Angaben darüber, wie bezogen auf das betreffende Unternehmen die Ziele zur Erhaltung und Verbesserung der Sicherheit im Sinne der Nummer 2 Buchstabe b des Anhangs III der Richtlinie 2004/49/EG des Europäischen Parlaments und des Rates vom 29. April 2004 über Eisenbahnsicherheit in der Gemeinschaft und zur Änderung der Richtlinie 95/18/EG des Rates über die Erteilung von Genehmigungen an Eisenbahnunternehmen und der Richtlinie 2001/14/EG über die Zuweisung von Fahrwegkapazität der Eisenbahn, die Erhebung von Entgelten für die Nutzung von Eisenbahninfrastruktur und die Sicherheitsbescheinigung („Richtlinie über die Eisenbahnsicherheit“) (ABl. L 164 vom 30.4.2004, S. 44; L 220 vom 21.6.2004, S. 16; L 103 vom 22.4.2015, S. 11), die zuletzt durch die Richtlinie 2014/88/EU (ABl.

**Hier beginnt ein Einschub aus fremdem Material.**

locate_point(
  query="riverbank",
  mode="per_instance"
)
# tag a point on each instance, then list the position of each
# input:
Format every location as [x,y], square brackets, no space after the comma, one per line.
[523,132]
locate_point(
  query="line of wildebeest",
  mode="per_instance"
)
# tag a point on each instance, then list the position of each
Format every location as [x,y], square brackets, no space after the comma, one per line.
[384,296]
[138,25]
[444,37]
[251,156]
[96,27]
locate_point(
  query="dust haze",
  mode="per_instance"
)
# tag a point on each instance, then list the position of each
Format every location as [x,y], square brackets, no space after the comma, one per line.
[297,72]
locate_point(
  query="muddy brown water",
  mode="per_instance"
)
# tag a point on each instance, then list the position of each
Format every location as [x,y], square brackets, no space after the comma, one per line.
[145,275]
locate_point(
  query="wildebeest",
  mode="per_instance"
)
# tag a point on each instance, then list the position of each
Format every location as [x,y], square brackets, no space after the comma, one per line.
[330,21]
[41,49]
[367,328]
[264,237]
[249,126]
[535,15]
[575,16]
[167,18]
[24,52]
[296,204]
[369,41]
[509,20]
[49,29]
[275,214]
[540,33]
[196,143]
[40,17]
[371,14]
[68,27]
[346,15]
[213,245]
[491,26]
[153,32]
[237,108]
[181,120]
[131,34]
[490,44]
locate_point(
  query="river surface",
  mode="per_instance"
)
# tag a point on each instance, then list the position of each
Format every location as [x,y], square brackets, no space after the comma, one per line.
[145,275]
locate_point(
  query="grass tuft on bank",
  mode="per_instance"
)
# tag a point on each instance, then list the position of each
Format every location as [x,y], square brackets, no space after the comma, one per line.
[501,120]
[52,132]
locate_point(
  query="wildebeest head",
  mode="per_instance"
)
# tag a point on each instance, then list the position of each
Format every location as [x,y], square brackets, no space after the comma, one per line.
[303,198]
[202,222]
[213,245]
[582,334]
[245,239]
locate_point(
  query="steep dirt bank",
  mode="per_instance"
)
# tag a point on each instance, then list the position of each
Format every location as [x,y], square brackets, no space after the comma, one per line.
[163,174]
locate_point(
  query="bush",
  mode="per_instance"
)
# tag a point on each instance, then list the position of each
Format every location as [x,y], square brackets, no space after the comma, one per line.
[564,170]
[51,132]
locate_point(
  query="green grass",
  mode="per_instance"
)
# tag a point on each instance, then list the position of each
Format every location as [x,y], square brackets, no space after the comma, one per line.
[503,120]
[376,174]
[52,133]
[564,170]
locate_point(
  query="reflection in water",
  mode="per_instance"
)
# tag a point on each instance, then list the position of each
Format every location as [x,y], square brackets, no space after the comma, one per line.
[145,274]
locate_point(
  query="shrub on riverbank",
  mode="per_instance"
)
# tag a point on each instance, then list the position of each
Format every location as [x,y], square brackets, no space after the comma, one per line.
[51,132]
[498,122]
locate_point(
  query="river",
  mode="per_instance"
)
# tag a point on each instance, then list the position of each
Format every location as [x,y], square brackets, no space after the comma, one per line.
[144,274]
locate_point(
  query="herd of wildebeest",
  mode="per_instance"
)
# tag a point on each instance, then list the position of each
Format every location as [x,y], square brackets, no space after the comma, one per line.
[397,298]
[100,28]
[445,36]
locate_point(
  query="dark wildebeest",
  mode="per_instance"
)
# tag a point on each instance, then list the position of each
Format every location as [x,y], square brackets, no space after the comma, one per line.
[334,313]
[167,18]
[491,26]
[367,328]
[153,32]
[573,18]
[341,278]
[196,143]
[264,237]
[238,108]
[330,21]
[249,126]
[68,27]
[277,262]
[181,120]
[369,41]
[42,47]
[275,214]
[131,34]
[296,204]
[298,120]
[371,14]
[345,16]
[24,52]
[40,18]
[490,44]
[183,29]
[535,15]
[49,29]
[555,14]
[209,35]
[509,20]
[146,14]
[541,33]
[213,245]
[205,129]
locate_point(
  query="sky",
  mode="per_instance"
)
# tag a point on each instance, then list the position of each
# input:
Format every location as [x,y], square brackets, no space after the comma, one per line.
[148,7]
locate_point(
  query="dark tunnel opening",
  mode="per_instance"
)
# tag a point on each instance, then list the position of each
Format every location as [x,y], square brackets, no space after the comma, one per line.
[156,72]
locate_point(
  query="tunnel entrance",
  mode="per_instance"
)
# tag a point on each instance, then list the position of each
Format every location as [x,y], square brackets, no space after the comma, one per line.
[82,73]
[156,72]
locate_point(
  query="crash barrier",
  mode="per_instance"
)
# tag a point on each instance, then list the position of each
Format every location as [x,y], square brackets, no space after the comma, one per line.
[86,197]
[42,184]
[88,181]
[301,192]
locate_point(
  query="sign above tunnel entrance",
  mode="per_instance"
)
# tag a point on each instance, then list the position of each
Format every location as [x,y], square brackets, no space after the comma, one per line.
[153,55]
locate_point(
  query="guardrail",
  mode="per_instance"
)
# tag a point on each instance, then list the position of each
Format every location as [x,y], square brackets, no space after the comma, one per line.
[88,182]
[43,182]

L 201 vom 10.7.2014, S. 9) geändert worden ist, erreicht und die dort genannten Pläne für die Erreichung dieser Ziele umgesetzt worden sind;
2.
die Entwicklung der in Anhang I der Richtlinie 2004/49/EG festgelegten gemeinsamen Sicherheitsindikatoren bezogen auf das betreffende Unternehmen;
3.
die Ergebnisse interner Sicherheitsprüfungen;
4.
Angaben über Mängel und Störungen im Eisenbahnbetrieb, bei denen die Betriebssicherheit gefährdet war, und die infolgedessen ergriffenen Maßnahmen.